En dernier lieu, c'est le tour d'un grand premier chanteur, un homme de vingt-cinq ou trente ans, à l'air vigoureux, au beau visage. II va me chanter et mimer les plaintes d'une jeune fille que son amant n'aime plus.
Toujours assis par terre, d'abord il se recueille et son regard s'assombrit. Et puis sa voix éclate ; elle a le timbre mordant des musettes orientales ; en des notes suraiguës, elle reste virile par sa force un peu rauque ; d'une façon poignante et pour moi très neuve, elle exprime l'infini de la détresse. Et le jeu douloureux de 1a figure, la contraction désolée des mains fines sont aussi du très grand art.

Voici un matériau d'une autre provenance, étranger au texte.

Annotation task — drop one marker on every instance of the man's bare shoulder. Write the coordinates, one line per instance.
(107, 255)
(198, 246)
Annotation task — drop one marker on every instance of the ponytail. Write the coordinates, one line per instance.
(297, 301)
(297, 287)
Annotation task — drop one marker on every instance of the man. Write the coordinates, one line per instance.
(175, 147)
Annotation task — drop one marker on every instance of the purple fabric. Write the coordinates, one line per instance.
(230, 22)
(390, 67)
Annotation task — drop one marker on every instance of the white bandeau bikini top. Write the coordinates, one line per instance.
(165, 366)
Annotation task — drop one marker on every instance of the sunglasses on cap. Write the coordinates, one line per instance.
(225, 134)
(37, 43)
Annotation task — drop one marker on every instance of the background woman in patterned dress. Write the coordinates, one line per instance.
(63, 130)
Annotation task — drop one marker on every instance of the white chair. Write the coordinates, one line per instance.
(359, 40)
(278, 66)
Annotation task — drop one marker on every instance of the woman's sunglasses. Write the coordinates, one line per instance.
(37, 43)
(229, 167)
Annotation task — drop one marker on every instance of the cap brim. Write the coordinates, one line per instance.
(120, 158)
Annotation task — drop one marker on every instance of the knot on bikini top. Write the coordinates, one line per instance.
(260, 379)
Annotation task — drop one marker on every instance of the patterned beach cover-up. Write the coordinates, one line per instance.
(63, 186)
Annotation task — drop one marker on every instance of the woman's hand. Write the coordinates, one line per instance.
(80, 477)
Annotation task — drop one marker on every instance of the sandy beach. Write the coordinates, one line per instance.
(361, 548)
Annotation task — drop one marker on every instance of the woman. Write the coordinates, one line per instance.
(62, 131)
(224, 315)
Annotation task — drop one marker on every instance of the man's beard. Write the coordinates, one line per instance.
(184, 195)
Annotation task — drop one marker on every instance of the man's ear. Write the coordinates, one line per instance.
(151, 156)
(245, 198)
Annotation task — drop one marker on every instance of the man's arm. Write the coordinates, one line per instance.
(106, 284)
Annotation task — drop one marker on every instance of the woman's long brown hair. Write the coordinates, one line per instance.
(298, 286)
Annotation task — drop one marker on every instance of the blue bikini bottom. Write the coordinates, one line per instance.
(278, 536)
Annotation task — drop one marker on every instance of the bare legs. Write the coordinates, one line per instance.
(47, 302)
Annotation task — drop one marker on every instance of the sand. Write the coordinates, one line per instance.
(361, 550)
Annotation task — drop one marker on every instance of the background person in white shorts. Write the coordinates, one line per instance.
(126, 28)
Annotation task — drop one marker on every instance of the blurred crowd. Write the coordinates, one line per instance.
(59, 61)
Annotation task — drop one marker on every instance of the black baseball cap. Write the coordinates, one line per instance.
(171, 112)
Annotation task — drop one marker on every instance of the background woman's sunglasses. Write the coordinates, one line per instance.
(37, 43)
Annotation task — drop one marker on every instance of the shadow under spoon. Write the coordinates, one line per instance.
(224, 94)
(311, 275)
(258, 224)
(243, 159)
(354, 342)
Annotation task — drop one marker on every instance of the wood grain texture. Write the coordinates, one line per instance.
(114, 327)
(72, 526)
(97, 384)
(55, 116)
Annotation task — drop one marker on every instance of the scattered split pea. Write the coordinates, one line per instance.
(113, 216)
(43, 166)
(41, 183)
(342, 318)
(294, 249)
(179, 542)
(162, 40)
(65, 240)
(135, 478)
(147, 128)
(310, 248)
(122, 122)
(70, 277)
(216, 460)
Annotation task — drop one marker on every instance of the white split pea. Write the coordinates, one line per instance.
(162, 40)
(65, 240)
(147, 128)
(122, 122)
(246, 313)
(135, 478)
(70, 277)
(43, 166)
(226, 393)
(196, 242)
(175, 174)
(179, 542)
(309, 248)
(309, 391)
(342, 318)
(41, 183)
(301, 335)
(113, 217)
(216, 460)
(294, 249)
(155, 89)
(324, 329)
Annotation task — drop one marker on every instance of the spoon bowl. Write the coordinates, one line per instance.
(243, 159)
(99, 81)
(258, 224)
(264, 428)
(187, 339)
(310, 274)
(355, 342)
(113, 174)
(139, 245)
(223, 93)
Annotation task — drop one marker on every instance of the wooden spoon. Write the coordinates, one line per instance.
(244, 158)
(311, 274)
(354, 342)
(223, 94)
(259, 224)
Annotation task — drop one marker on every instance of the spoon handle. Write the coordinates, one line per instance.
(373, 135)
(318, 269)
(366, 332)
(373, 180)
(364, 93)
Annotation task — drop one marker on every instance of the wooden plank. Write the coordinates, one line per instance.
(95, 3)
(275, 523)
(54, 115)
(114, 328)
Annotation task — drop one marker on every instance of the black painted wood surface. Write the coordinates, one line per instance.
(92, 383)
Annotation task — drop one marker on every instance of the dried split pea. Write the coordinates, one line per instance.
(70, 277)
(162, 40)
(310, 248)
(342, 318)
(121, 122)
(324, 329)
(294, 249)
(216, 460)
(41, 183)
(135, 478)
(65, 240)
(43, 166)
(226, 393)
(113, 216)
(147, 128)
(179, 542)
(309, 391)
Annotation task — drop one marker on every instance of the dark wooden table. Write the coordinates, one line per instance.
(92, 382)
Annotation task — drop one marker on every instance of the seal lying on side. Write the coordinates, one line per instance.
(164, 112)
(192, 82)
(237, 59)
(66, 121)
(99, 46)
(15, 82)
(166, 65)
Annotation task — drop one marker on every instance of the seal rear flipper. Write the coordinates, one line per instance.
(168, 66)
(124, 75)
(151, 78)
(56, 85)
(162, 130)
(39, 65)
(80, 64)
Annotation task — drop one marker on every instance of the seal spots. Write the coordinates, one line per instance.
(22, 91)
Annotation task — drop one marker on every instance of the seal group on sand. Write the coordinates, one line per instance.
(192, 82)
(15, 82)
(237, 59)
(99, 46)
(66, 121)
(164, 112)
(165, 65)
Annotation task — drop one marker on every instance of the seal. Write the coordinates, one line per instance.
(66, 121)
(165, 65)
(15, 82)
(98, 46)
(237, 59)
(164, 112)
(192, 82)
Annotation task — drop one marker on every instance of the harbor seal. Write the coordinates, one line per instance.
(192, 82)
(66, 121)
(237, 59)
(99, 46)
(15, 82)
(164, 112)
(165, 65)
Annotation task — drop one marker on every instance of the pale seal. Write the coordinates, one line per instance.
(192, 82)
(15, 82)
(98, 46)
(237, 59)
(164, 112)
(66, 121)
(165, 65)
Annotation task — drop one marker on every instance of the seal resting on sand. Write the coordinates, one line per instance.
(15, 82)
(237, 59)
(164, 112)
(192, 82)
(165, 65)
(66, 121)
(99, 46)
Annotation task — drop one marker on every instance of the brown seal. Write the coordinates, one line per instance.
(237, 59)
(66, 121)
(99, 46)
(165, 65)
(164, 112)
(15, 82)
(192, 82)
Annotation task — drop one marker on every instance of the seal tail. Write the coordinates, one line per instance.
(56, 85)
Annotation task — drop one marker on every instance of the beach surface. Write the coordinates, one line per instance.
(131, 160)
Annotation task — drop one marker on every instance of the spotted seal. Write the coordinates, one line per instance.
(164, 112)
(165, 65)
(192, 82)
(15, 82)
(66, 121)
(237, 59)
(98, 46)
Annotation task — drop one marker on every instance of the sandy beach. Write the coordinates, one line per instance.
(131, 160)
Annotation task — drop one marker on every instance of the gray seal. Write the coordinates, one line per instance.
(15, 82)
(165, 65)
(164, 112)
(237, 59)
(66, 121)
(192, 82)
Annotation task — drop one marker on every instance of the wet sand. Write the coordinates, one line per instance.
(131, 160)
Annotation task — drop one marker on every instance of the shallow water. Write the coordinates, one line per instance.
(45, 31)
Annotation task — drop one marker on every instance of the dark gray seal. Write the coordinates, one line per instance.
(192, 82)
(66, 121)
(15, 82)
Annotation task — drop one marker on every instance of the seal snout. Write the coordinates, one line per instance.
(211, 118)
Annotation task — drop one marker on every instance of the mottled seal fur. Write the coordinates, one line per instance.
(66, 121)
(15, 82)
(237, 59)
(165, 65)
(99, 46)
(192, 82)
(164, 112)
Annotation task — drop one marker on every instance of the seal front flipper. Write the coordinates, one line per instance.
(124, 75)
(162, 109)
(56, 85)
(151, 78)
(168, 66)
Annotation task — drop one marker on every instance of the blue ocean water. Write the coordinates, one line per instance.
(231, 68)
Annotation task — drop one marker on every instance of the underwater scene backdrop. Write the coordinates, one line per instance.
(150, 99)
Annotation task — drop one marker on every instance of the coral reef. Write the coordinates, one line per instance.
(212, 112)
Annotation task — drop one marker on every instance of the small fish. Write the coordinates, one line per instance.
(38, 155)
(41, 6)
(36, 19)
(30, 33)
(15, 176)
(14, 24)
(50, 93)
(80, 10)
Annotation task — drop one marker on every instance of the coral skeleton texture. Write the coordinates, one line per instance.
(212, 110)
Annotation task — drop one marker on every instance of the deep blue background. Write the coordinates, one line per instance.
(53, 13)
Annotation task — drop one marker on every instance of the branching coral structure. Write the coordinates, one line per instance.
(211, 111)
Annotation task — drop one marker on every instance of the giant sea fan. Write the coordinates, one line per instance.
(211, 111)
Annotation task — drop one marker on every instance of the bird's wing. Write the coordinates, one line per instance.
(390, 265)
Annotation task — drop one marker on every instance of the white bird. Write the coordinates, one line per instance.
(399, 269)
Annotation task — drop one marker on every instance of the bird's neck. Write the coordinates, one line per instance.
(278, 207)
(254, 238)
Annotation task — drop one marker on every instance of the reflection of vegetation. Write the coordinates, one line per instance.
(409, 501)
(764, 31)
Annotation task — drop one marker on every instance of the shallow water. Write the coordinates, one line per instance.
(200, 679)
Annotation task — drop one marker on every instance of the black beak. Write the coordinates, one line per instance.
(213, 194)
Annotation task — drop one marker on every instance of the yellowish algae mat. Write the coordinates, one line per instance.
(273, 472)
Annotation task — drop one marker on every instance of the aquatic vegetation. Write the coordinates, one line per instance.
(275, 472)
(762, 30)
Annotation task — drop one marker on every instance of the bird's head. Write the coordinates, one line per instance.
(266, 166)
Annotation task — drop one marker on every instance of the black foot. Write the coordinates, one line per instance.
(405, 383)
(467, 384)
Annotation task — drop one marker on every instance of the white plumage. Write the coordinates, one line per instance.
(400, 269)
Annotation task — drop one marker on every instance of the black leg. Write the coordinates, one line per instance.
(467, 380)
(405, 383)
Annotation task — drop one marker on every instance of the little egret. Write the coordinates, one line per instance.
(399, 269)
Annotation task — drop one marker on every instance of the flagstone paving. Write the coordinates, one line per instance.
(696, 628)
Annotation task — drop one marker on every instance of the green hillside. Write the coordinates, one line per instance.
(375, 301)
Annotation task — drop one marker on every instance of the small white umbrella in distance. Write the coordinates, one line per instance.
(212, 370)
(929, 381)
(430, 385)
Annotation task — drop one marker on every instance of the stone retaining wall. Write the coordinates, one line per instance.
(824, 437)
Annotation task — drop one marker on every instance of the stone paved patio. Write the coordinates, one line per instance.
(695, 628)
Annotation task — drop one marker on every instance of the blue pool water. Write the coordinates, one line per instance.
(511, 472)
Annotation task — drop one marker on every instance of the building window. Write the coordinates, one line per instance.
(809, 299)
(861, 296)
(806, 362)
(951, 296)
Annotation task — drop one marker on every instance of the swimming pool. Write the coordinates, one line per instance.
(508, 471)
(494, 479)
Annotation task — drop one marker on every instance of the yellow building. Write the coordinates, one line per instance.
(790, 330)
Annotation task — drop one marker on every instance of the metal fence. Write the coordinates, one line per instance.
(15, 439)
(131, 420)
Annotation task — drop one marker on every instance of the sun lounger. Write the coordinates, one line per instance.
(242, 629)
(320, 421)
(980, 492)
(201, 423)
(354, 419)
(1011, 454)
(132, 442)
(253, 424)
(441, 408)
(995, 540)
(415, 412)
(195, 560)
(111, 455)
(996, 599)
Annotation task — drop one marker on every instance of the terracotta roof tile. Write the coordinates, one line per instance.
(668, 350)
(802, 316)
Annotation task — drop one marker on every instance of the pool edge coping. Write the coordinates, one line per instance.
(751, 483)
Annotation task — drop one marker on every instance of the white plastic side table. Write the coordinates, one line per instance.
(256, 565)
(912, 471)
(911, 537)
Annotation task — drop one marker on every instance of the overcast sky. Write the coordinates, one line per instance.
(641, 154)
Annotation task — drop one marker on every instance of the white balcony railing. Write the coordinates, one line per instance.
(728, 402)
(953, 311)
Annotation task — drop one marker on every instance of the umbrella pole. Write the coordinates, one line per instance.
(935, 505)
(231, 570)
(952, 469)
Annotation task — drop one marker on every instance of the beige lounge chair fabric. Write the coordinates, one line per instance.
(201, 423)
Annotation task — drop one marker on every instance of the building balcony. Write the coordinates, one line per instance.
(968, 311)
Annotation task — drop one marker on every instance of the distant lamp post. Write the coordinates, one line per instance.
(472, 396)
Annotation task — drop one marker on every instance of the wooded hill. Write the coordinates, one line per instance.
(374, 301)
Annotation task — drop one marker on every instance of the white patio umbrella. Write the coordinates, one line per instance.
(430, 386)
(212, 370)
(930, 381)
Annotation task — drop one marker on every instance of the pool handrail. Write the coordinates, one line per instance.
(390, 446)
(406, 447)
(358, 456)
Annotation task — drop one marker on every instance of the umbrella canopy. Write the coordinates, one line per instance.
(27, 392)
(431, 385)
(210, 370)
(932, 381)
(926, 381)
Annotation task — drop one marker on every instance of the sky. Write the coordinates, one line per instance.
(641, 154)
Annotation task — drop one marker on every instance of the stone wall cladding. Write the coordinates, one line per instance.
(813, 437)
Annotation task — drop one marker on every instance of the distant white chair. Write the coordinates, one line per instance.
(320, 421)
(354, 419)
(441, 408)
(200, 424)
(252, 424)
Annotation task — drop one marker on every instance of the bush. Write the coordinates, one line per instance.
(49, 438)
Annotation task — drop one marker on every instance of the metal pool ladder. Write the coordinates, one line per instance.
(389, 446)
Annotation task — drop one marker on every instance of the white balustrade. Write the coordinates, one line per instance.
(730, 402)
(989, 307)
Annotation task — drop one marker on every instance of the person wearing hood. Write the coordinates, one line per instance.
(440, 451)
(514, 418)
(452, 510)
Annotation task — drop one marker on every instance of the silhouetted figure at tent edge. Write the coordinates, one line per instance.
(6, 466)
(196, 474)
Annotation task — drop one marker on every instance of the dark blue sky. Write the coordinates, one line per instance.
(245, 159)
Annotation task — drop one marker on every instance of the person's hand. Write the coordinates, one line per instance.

Cet orchestre, ces chanteurs appartiennent au Maharajah ; on les entend chaque jour dans son palais fermé, au milieu du silence intime, tandis que circulent les serviteurs au pas sourd de félin, qui s'inclinent en perpétuel salut, les mains jointes... Oh ! combien doit être loin de la nôtre la rêverie de ce prince, et sa conception des tristesses de la vie, des tristesses de l'amour, des tristesses de la mort !... Mais cette musique distinguée et rare, qui est la sienne révèle un peu de son âme, mieux sans doute que nos courts entretiens corrects, gênés de cérémonial et de mots étrangers.